Overview
Out-of-control drug prices impose a heavy burden on hardworking American families. For years, prescription drugs have constituted the largest segment of total health expenditures in the commercial market.1 Pharmaceutical companies routinely hike their prices every year, often multiple times a year. They justify high drug prices by pointing to the high costs of researching and developing new drugs. In this study, we examine that justification against the revenues that pharmaceutical manufacturers bring in over the course of a prescription drug’s life cycle.
While policymakers have focused their attention on drug prices, less attention has been paid to the return on investment (ROI) realized by pharmaceutical companies over a drug’s lifetime and the proportion of that ROI achieved through patent gaming. This study looks at pharmaceutical companies’ revenues, which combine data for both prices and sales volume for branded drugs.
Key Takeaways
Pharmaceutical companies earned $18.6 billion in total worldwide revenues, on average, for a new drug; they spent around $1.8 billion to develop a new drug.

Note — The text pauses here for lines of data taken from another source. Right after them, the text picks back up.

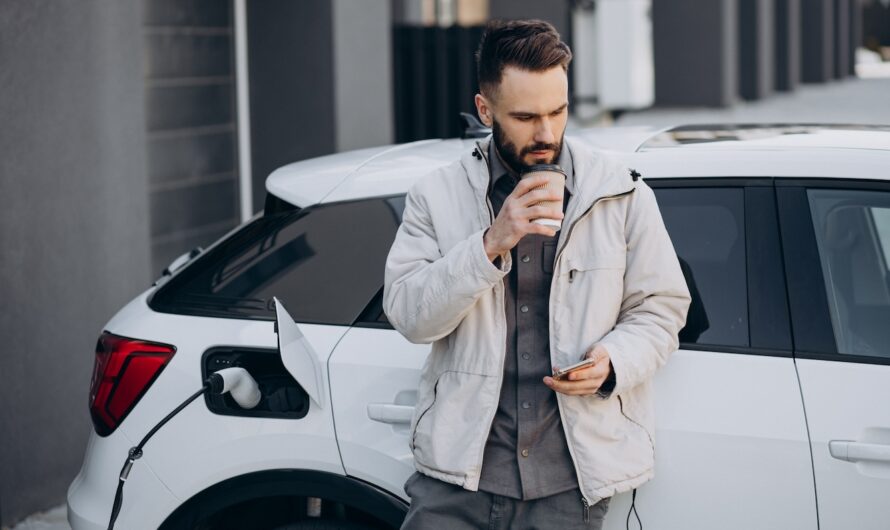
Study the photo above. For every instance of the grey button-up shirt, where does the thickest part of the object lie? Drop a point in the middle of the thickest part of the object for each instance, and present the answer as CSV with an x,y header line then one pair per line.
x,y
526,455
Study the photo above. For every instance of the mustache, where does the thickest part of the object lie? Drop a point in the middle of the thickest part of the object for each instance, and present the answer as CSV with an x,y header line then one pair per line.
x,y
538,147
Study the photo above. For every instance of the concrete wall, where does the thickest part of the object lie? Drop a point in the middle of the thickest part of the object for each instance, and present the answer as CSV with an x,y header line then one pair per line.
x,y
696,52
190,123
73,226
363,73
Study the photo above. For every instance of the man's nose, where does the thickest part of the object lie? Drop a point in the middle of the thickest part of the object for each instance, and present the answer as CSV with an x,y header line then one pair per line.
x,y
544,132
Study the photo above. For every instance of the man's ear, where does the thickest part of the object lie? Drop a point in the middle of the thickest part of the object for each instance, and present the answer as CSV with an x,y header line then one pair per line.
x,y
483,108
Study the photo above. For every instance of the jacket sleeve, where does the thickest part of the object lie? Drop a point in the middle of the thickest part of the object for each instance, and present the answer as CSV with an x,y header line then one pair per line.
x,y
426,293
655,300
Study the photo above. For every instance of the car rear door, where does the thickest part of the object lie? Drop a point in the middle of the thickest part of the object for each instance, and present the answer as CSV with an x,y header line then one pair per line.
x,y
731,442
836,237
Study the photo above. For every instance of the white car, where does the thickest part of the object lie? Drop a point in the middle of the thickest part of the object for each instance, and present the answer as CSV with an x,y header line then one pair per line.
x,y
774,413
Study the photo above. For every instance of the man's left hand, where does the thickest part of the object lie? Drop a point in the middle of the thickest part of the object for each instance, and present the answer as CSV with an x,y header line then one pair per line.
x,y
587,381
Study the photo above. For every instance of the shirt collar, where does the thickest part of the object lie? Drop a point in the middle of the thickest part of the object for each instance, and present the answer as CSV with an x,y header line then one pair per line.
x,y
499,169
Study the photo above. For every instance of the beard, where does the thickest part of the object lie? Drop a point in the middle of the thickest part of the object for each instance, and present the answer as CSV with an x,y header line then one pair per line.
x,y
513,157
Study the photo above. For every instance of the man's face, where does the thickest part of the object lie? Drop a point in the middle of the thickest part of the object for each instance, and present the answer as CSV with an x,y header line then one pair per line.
x,y
528,115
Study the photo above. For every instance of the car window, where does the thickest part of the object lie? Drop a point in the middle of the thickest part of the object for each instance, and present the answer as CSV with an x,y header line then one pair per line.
x,y
853,237
707,228
325,263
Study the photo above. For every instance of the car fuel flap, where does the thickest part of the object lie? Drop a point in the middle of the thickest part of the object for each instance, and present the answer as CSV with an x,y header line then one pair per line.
x,y
298,356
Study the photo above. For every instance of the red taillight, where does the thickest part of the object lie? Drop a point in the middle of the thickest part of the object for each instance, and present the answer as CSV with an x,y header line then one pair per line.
x,y
123,371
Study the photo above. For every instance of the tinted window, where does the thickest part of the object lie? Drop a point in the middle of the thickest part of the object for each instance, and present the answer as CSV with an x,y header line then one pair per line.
x,y
707,228
853,236
326,263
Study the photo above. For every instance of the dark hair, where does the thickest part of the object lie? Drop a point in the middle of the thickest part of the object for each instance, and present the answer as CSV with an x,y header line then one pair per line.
x,y
532,45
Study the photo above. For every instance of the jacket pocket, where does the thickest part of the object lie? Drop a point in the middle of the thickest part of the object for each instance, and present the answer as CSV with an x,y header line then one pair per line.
x,y
449,434
424,413
636,424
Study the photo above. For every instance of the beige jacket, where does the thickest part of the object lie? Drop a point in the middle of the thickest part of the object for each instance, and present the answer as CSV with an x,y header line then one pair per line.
x,y
616,282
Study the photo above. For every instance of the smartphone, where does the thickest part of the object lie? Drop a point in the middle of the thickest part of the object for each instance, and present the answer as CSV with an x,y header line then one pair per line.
x,y
562,374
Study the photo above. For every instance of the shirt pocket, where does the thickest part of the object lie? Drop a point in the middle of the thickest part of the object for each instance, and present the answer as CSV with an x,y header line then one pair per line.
x,y
548,255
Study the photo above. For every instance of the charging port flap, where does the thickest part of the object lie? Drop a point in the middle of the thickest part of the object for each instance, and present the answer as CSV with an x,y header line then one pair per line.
x,y
298,356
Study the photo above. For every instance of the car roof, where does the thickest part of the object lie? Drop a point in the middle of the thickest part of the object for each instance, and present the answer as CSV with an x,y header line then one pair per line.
x,y
747,150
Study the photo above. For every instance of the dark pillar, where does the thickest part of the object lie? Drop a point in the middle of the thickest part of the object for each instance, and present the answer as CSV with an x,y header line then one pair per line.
x,y
696,55
787,74
856,34
756,48
291,63
841,38
817,41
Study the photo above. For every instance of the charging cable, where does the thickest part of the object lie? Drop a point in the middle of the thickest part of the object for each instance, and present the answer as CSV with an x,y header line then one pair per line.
x,y
237,381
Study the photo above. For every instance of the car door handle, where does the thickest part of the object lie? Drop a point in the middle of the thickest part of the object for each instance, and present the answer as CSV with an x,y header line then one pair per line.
x,y
390,413
852,451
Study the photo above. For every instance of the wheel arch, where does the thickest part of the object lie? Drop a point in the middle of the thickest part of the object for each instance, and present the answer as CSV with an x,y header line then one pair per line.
x,y
342,489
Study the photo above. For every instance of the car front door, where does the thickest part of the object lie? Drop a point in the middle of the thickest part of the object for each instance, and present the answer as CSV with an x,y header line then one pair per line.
x,y
731,443
836,238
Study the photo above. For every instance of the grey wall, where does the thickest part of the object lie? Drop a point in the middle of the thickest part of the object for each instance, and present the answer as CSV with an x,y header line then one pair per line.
x,y
787,42
817,41
290,57
191,124
73,226
363,73
757,49
554,11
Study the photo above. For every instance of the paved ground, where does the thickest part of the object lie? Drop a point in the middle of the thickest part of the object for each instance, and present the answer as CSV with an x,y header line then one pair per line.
x,y
861,101
55,519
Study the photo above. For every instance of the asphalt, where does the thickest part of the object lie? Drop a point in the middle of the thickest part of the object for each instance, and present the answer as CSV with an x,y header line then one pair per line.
x,y
851,101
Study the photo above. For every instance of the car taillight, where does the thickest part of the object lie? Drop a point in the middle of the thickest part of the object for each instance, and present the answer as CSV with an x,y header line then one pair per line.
x,y
123,371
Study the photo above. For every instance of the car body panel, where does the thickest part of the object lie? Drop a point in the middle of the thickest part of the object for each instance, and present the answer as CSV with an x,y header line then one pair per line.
x,y
197,448
848,402
376,368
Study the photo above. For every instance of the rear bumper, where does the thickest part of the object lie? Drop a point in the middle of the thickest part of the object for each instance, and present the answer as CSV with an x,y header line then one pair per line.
x,y
146,501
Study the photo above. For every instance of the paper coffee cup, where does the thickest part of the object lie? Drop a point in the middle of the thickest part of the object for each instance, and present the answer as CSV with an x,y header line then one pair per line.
x,y
556,181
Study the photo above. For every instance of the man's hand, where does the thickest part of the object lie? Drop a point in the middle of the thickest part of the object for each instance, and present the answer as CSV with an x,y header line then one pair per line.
x,y
514,220
587,381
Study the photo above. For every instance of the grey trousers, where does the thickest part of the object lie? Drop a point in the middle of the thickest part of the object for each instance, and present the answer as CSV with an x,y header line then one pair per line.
x,y
439,505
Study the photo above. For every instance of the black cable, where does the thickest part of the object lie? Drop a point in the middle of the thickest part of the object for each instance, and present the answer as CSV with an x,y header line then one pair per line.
x,y
135,453
633,509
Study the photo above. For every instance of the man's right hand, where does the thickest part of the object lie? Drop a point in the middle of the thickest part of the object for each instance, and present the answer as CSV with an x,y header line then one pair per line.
x,y
514,220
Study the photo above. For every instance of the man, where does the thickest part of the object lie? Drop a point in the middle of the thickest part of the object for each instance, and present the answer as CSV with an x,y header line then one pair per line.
x,y
497,441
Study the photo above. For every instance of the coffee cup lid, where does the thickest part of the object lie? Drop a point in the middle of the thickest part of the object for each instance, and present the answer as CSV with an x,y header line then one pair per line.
x,y
542,167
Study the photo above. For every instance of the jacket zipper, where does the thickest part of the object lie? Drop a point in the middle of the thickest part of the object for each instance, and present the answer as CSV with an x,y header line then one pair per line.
x,y
484,157
585,503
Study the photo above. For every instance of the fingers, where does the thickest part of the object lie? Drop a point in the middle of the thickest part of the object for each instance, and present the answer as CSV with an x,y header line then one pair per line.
x,y
530,198
585,387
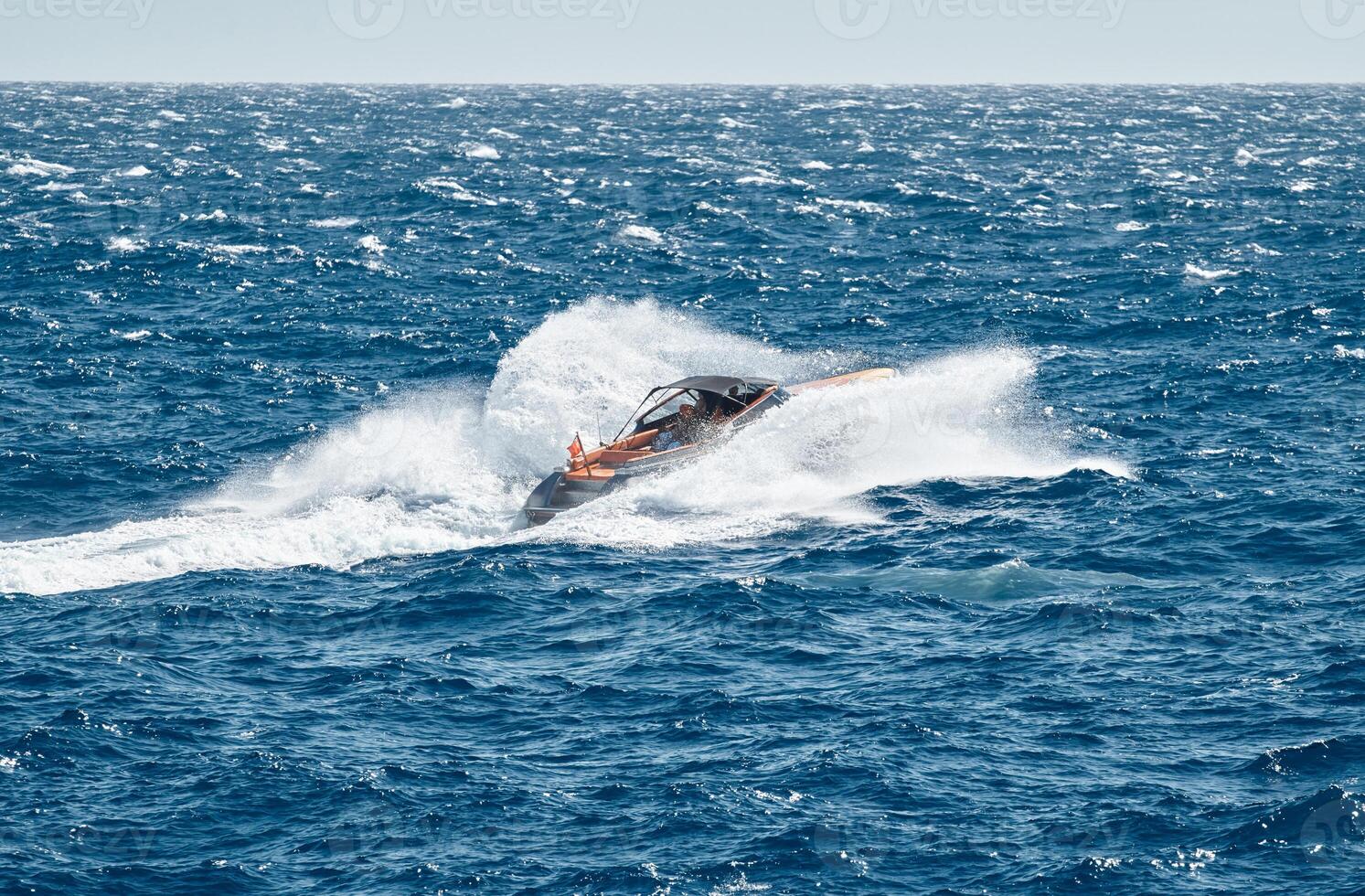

- Pharmaceutical companies earned $18.6 billion in total worldwide revenues, on average, for a new drug; they spent around $1.8 billion to develop a new drug.
- The U.S. market accounts for more than half (56%) of total drug revenues for a typical branded drug, while it accounts for 4% of the world’s population.
- While biologics accounted for only 27% of drugs, they accounted for 43% of total U.S. drug revenues.
- On average, U.S. revenues for biologic drugs ($17 billion) were twice as high as revenues for traditional non-biologic drugs ($8 billion).